Lost & Found

Allison Tai Finds Ways to Overcome Steep Challenges

Allison Tai
Photo: Jean Sorensen

Obstacles can be overcome with an iron will and the occasional air rescue, competitive runner and coach Allison Tai has found.

In 2006, two weeks after a second place finish at Ironman Canada, Tai was rear-ended by a truck travelling at 100 km/h. “It was the titanium bike that saved me,” she says. “Otherwise I wouldn’t be here today.” Tai suffered a broken back, pelvis and arm and was in a body cast for six months. Doctors feared her running days, which started in 2003 in college and soared with wins or placements in everything from 10K races to marathons, were over.

Tai was undaunted, relying on physiotherapy, taking small steps and watching them slowly progress.

“At first it was only 10 seconds of running,” says the Vancouver woman. A year after the horrific accident, she registered for the Angeles Crest 100-mile endurance in California and made it 76 miles until “the wheels came off.” It did gauge, though, how far she had come in just a year.

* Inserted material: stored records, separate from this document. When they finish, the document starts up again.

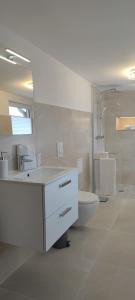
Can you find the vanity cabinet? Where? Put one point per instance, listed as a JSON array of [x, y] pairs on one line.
[[36, 215], [61, 207]]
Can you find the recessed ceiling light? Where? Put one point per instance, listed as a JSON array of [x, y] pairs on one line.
[[8, 60], [17, 55], [131, 74]]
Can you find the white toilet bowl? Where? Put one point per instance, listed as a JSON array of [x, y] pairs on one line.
[[88, 203]]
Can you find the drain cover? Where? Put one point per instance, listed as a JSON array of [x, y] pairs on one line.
[[103, 199]]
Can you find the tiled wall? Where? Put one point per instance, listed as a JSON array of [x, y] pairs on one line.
[[52, 124], [121, 143]]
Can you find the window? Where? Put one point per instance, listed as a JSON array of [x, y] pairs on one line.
[[21, 120], [125, 123]]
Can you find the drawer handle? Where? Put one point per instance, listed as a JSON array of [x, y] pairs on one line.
[[65, 212], [65, 183]]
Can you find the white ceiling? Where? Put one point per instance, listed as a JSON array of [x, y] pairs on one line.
[[93, 37], [13, 78]]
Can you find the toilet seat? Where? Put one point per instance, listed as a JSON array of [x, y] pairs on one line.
[[86, 198]]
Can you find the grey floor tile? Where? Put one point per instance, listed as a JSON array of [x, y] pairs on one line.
[[87, 242], [8, 295], [55, 279], [11, 258], [99, 283], [119, 250], [126, 221]]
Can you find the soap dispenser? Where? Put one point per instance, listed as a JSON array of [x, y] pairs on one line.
[[3, 165]]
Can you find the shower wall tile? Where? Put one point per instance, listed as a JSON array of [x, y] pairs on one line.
[[122, 144]]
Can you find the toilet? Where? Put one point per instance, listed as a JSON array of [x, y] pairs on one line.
[[88, 203]]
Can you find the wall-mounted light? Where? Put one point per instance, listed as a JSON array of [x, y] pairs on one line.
[[29, 85], [131, 74], [17, 55], [7, 60]]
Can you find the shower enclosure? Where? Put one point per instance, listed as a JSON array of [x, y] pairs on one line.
[[114, 132]]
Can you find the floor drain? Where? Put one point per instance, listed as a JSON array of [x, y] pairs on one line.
[[103, 199]]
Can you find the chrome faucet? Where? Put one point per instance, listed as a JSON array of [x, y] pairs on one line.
[[21, 160]]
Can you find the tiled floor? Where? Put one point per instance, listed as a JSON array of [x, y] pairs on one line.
[[99, 265]]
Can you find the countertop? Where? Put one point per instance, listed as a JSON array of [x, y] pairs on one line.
[[38, 176]]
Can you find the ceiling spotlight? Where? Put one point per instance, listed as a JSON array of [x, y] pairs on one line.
[[8, 60], [17, 55], [131, 74]]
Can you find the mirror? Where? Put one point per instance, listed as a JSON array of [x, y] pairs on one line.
[[16, 93]]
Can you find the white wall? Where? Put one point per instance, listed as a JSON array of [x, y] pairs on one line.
[[5, 97], [54, 83]]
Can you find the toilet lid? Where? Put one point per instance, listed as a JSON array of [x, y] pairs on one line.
[[87, 198]]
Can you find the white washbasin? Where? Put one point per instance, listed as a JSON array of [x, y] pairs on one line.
[[39, 174]]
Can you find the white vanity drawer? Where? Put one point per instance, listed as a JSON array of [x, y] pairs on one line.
[[59, 192], [60, 221]]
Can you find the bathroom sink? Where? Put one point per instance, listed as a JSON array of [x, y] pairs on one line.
[[39, 175]]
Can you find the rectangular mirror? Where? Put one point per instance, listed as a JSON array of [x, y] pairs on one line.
[[16, 93], [125, 123]]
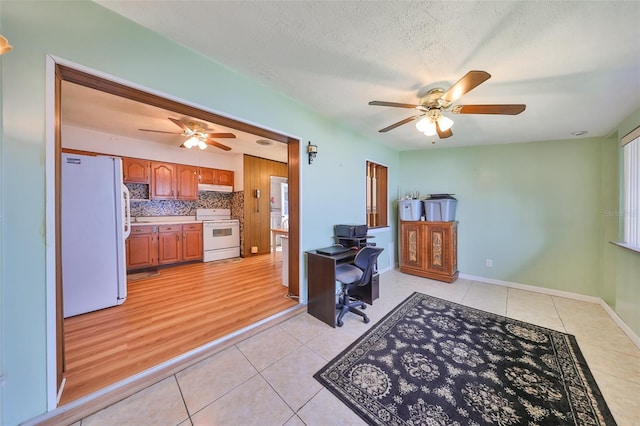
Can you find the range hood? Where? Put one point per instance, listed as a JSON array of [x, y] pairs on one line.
[[214, 188]]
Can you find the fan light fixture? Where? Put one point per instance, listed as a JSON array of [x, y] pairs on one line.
[[427, 124], [194, 141]]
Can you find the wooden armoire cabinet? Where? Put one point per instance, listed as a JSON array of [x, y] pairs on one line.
[[429, 249]]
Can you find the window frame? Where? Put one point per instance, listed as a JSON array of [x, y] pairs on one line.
[[376, 195], [630, 146]]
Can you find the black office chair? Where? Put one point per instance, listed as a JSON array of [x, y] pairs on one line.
[[353, 275]]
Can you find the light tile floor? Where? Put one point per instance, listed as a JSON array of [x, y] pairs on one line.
[[267, 379]]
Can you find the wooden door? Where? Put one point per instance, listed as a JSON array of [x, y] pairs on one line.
[[135, 170], [192, 241], [187, 182], [169, 244], [142, 247], [163, 181], [257, 214]]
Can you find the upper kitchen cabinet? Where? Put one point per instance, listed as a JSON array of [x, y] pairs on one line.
[[135, 170], [163, 181], [216, 176], [173, 181], [187, 183]]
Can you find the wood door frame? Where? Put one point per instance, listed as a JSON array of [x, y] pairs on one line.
[[66, 73]]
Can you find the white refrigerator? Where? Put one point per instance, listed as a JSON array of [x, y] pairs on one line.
[[95, 223]]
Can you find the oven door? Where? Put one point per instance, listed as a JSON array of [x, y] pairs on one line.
[[219, 235]]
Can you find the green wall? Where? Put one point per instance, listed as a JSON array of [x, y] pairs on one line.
[[87, 34], [532, 208], [544, 212]]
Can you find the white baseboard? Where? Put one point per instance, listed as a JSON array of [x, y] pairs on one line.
[[559, 293]]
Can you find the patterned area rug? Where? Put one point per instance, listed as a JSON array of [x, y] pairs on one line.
[[435, 362]]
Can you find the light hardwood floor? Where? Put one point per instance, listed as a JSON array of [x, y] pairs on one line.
[[182, 308]]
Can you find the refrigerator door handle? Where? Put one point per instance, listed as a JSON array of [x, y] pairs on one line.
[[127, 211]]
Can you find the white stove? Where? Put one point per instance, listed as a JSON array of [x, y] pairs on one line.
[[220, 234]]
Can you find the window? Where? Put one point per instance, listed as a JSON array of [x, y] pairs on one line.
[[631, 154], [377, 195]]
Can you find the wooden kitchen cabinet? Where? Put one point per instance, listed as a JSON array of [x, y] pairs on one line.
[[173, 181], [187, 182], [216, 176], [163, 181], [153, 245], [169, 244], [135, 170], [142, 247], [192, 241], [223, 177], [429, 249]]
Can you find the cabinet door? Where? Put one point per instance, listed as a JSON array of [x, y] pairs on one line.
[[163, 181], [223, 177], [440, 249], [206, 175], [135, 170], [169, 244], [187, 182], [141, 247], [192, 241], [413, 250]]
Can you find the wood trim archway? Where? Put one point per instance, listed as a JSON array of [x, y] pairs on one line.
[[64, 73]]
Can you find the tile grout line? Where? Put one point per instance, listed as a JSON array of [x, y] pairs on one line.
[[184, 402]]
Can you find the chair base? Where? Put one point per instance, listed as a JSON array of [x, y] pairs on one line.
[[347, 305]]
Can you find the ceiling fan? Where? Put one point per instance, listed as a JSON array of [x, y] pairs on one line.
[[197, 135], [429, 111]]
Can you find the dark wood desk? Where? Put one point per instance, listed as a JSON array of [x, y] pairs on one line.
[[321, 270]]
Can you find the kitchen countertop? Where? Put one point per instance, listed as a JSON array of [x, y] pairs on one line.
[[163, 220]]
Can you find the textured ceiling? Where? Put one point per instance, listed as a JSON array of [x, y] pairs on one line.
[[576, 65]]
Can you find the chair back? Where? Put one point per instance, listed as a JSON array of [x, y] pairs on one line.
[[366, 260]]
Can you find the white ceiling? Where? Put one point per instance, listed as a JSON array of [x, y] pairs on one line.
[[97, 110], [576, 65]]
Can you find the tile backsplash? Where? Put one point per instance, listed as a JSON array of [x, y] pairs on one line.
[[206, 200]]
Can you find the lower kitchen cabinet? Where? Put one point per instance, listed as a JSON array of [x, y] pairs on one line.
[[169, 244], [142, 247], [192, 241], [429, 249], [153, 245]]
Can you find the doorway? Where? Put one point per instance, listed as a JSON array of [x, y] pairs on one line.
[[67, 73]]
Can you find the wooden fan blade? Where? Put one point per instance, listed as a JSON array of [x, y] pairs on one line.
[[179, 123], [443, 133], [221, 135], [398, 124], [471, 80], [393, 104], [505, 109], [160, 131], [218, 145]]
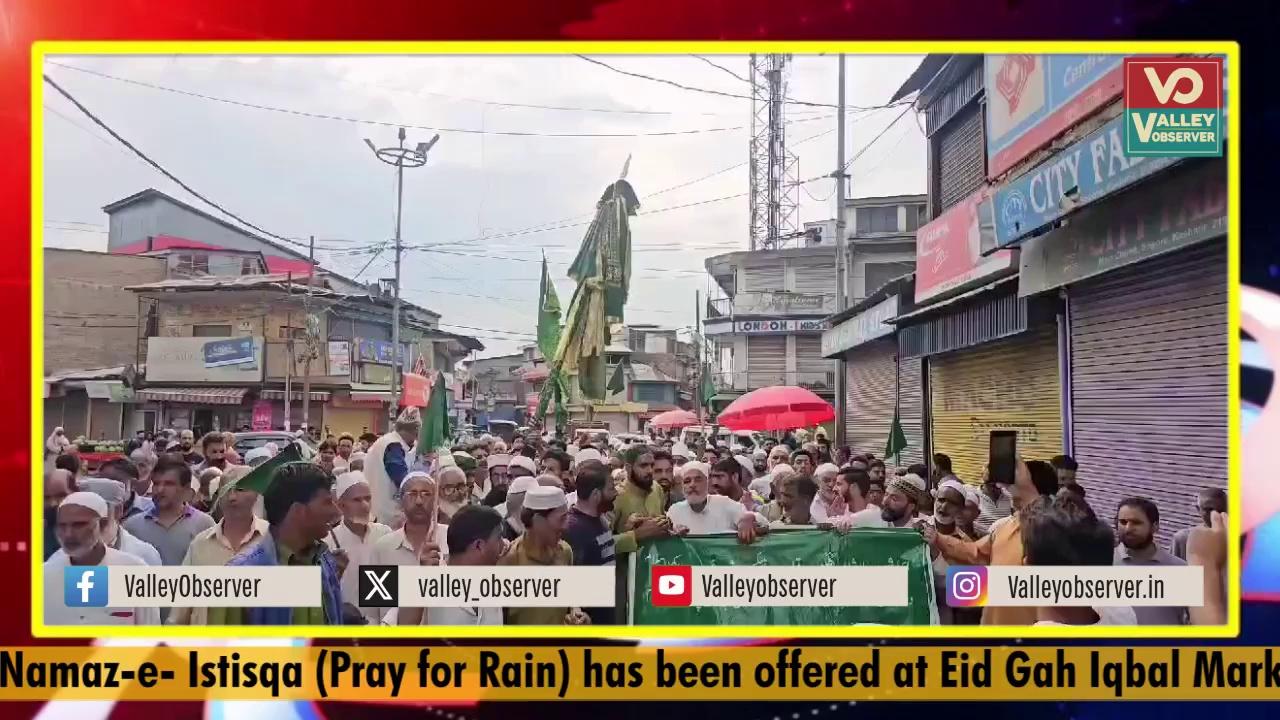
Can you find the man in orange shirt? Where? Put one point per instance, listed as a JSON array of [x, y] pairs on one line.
[[1004, 543]]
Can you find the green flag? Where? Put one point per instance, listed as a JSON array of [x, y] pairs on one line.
[[548, 315], [896, 438], [435, 419], [708, 390], [618, 382], [259, 479]]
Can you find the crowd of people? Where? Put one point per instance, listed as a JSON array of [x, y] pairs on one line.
[[549, 501]]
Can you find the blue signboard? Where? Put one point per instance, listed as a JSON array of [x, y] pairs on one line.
[[232, 351], [376, 351], [1082, 173], [1032, 99]]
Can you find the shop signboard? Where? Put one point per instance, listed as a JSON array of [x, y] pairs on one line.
[[863, 327], [1187, 208], [777, 326], [949, 253], [1084, 172], [261, 415], [1032, 99], [186, 360], [229, 351], [339, 358]]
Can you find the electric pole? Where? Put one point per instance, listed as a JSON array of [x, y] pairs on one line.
[[401, 158], [841, 259], [310, 340]]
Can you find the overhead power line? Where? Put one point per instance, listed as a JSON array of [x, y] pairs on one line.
[[722, 94], [147, 159], [400, 124]]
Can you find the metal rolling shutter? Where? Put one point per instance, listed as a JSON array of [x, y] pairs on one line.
[[963, 156], [767, 360], [816, 277], [816, 372], [910, 409], [1150, 383], [1011, 384], [763, 277], [871, 396]]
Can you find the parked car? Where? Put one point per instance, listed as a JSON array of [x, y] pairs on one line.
[[248, 441]]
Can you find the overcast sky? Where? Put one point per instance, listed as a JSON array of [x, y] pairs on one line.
[[298, 176]]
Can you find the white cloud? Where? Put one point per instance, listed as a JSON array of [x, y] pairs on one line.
[[300, 176]]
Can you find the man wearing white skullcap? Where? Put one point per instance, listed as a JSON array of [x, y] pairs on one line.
[[423, 540], [81, 520], [512, 528], [113, 534], [703, 513], [356, 537], [543, 515], [387, 465]]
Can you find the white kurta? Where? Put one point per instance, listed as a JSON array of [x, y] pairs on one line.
[[720, 515], [380, 486]]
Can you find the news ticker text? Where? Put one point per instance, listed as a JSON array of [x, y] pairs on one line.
[[612, 673]]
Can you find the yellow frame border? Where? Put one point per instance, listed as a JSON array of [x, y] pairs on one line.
[[41, 49]]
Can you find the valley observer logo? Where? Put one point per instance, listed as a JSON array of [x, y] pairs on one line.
[[1173, 106]]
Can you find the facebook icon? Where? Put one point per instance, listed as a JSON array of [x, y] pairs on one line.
[[85, 587]]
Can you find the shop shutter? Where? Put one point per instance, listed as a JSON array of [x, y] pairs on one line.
[[963, 156], [763, 277], [816, 372], [910, 408], [767, 360], [1011, 384], [816, 277], [1150, 383], [871, 396]]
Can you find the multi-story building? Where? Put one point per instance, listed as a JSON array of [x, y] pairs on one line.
[[223, 352], [90, 345], [767, 327]]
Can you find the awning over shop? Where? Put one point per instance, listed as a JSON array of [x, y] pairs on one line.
[[193, 395], [319, 396], [364, 391]]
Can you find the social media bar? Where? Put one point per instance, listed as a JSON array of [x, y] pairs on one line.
[[145, 586], [1120, 586], [798, 586], [415, 586]]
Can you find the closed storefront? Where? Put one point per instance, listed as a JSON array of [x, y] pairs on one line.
[[1011, 384], [814, 370], [872, 392], [1148, 340], [910, 408], [767, 360], [1150, 386]]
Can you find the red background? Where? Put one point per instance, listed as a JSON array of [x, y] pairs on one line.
[[1139, 94]]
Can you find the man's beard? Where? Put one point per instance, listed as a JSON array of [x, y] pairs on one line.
[[891, 515], [1130, 545]]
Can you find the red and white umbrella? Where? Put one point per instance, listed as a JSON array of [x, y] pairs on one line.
[[673, 419], [781, 408]]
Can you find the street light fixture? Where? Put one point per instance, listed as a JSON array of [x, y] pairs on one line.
[[401, 158]]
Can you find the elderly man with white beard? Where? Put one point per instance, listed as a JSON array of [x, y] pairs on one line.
[[82, 519], [703, 513]]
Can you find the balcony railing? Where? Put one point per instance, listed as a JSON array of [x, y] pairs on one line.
[[772, 302], [755, 379]]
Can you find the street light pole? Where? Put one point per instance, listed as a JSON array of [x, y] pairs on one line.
[[841, 259], [401, 158]]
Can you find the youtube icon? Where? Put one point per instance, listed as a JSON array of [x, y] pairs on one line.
[[672, 586]]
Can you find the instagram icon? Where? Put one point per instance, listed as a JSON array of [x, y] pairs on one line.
[[967, 586]]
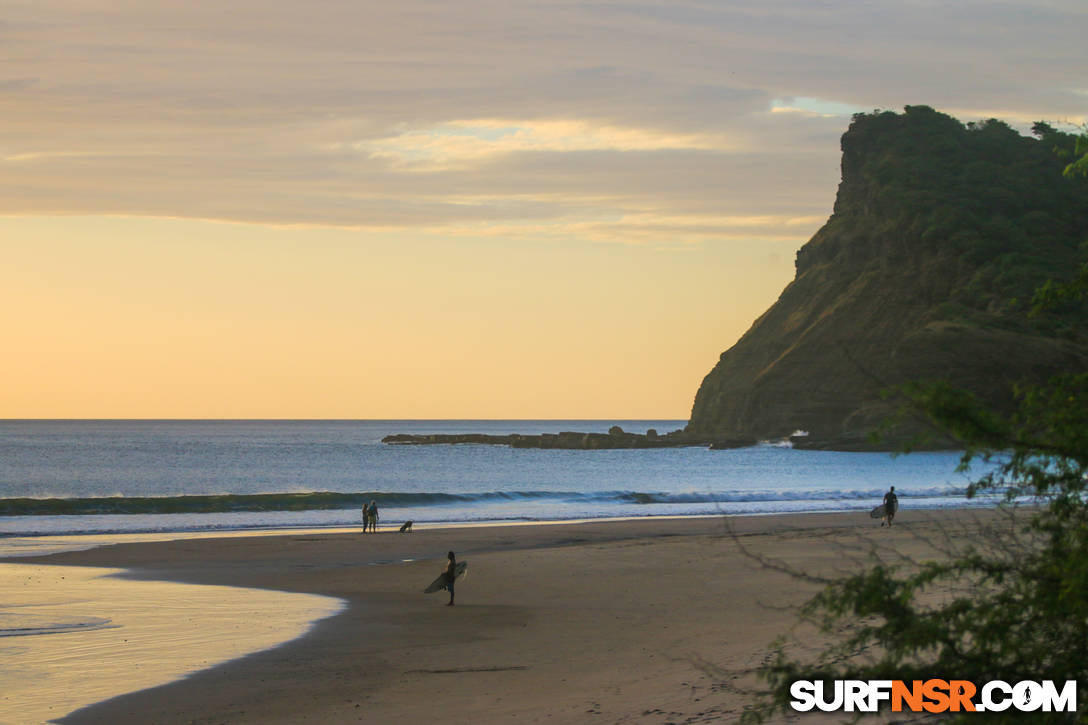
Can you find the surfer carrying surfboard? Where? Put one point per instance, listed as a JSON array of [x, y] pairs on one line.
[[891, 505], [450, 576]]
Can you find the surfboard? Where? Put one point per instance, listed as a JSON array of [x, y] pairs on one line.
[[880, 511], [441, 581]]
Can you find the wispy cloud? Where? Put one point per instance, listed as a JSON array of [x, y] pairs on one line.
[[430, 115]]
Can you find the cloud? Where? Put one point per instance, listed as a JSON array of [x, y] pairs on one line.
[[618, 120]]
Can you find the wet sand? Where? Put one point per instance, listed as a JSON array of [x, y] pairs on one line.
[[654, 621]]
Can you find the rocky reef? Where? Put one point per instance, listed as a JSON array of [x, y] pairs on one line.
[[616, 438]]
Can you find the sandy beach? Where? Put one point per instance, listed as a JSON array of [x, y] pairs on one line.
[[655, 621]]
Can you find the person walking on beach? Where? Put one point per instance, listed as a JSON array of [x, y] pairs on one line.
[[373, 516], [450, 575], [891, 505]]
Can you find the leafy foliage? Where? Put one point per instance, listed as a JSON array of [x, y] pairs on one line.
[[1013, 603]]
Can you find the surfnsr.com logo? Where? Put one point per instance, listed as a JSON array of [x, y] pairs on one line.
[[932, 696]]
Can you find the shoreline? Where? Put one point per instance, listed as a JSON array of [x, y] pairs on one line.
[[523, 581]]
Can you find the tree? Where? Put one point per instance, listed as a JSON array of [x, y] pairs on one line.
[[1013, 607]]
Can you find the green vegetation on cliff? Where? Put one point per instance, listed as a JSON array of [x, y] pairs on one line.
[[940, 234]]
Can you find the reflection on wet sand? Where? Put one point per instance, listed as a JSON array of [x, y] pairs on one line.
[[74, 636]]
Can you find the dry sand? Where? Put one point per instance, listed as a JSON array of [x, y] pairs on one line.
[[654, 621]]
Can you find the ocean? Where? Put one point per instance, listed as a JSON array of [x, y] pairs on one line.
[[94, 477]]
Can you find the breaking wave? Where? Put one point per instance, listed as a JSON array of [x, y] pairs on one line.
[[335, 501]]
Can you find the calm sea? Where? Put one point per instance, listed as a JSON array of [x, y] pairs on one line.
[[102, 477]]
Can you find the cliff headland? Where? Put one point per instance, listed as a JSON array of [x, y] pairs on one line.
[[941, 233]]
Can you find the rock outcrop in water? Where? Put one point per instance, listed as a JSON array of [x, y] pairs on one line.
[[925, 271], [616, 438]]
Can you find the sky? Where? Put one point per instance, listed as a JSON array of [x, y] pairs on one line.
[[427, 209]]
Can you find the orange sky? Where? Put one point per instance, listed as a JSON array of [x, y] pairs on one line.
[[440, 210]]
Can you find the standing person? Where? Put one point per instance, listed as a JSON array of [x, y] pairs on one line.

Since then, Tai — a fitness and obstacle course coach for her company Inspired Movement plus the mother of two preschool children — has titled up with the Guinness World Records for fastest time in the 10K pushing a stroller (43:07). Last November, she placed second at the World’s Toughest Mudder in Las Vegas.

If those adventures weren’t enough, a Saturday afternoon run in January along a logging road from Port Alberni to her mother’s Qualicum Beach home turned into a rescue drama. When Tai was a no-show for a rendezvous with her husband, John, police and search crews were called to help.

Tai had used Google Maps to plot her route through Horne Lake Cave Park, but the labyrinth of logging roads made the map obsolete. “It looked like it should just go straight through,” she says. She had a flashlight and an alarm to scare away cougars, energy bars and a cell phone, but there was no service and it was growing dark.

“I thought of turning back but there were like a kazillion roads behind me,” she says. Tai followed some all-terrain vehicle tracks, but then it started snowing heavily. She climbed a slope hoping to find cell service and reactivate her GPS. As a “crazy fog” descended, her phone rang.

“It was this nice RCMP woman officer asking if I needed a ride,” she says.

A gulley blocked the RCMP and search and rescue on ATVs from tracking down Tai, so CFB 442 Rescue Squadron was called in.

Just past midnight, nine hours after her run began, helicopter lights spotted her on the hill she had been running up and down to keep warm. She lit up her reflective jacket and did figure eights with her flashlight. Soon she was winched into the aircraft. “It was terrifying,” she recalls.

Lessons learned? Don’t trust Google Maps. GPS on your cell phone can give rescuers your exact coordinates and, “I also now have a spare battery,” she says. Fortunately, she dressed for the weather and had snacks with her. “I had also given my husband the route,” she says.

Tai is back home in Vancouver training for the 2015 World’s Toughest Mudder, picking ornery routes to challenge her training.

She is definitely a woman who thrives on challenge.